He reached an apartment that fronted Mila Street. The door had already been forced open and hung crookedly from one hinge. As quietly as possible, he widened the opening enough for him to slip into the empty room. He dropped to the floor again so he couldn’t be seen from the street through the shattered windows and made his way across the room to those windows, ignoring the painful broken glass in his path.

At the window he chanced a look out the bottom corner. The street was full of soldiers. He looked again, noting the positions of the sharpshooters scattered among the infantry. He could see only one mortar, its crew in no rush to reload, target, and fire—their quarry wasn’t going anywhere. Coming down the road he could see a tank and, in front of it, a German staff car.

The car pulled up near the building, and a German officer jumped out, hurrying to open the back door for his superior. As the man emerged, MacLeod recognized the uniform—that of an SS general. He knew the wearer could be none other than Jürgen Stroop himself, the Nazi butcher charged with the task of completely eradicating the Ghetto.

Stroop’s aide handed him a bullhorn. “Übergeben!” The general’s words commanded the Jews to come out voluntarily, to surrender, but all around him his troops were readying their weapons. Even the mortar crew moved with renewed urgency. There would be no surrender. Only execution.

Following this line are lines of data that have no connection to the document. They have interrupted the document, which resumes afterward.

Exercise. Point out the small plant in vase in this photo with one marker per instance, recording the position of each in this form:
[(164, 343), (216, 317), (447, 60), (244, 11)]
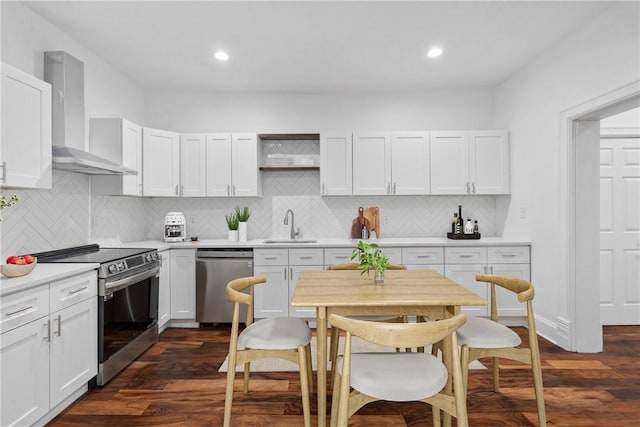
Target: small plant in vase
[(232, 226), (243, 215), (371, 258)]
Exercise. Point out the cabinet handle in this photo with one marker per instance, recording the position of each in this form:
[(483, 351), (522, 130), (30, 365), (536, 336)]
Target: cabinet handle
[(77, 290), (20, 310)]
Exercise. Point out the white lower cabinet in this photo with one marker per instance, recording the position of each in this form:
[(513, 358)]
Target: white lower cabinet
[(183, 283), (49, 348), (164, 293)]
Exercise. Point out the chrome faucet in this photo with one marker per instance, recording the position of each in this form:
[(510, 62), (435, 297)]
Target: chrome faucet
[(294, 233)]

MacLeod’s hand tightened on his rifle and he raised it to just below the level of the window. He knew he would have only one shot. One chance. But if he could take out Stroop, maybe he’d buy the Ghetto a little more life. It might be only another hour or two. But at this point, every additional second of life was a precious gift.

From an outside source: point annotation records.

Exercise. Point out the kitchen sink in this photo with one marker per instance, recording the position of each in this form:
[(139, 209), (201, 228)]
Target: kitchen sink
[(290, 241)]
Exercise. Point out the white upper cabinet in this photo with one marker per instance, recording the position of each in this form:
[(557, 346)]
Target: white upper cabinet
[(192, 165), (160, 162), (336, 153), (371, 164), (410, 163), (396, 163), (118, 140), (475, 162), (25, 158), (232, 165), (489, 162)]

“Raus, Juden!” the general announced. MacLeod spun to his knees in front of the window, aimed and squeezed off his shot—

—just as the general’s aide passed in front of him, taking the bullet in the head. His brains splattered across the general’s impeccable uniform and the gleaming staff car behind him, but Stroop himself still lived.

Shit. But MacLeod had no time to dwell on his failure, as the air filled with answering bullets. He scrambled from the room and ran for the back hallway. Behind him, the apartment blew apart as a mortar shell ripped into it. The wall beside him as he ran buckled, and the ceiling started to collapse in pieces all around him.

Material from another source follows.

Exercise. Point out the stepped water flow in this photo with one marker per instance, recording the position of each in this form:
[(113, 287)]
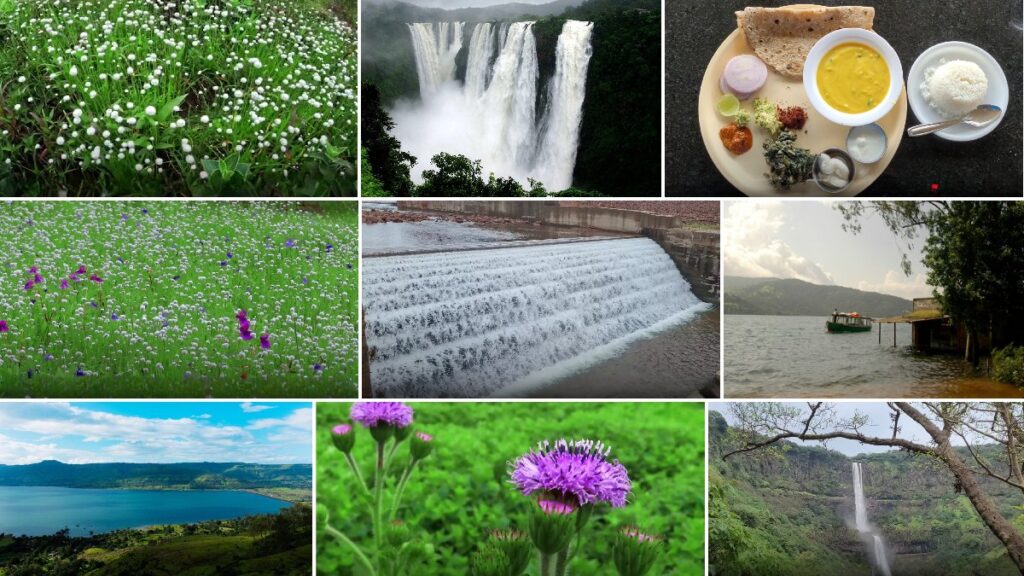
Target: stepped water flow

He dived down the stairs to the basement headfirst, hitting the steps two-thirds of the way down, tucking and rolling to the basement floor. He scrambled to his feet, across the basement, and reached the camouflaged door to the bunker just as Yossel opened it and pulled him in, locking the door behind him.

MacLeod sagged against the door for a second or two, catching his breath. Then with a wry smile he pointed out to Yossel, “Well, at least I’ve still got my head.” He hurried down the stairs and returned to the conference room.

He gave Anielewicz and the commanders a full report. What he’d seen. What he’d done. And what he’d left undone. No one blamed him—at least he’d tried. Still, he blamed himself.

Anielewicz seemed withdrawn, as if his brain was working overtime, trying to out think the German general, trying to figure out what the Nazi plan could be.

“Stroop’s here,” Anielewicz repeated to himself. He turned to his commanders, grim. “He knows. He knows who’s down here. He’s come for us.”

“But who would have told them?” Mira asked.

MacLeod ventured, “I’d lay odds it’s one of Issachar’s rats.”

Avram pulled his pistol and started toward the door. “Where is that son of a bitch?”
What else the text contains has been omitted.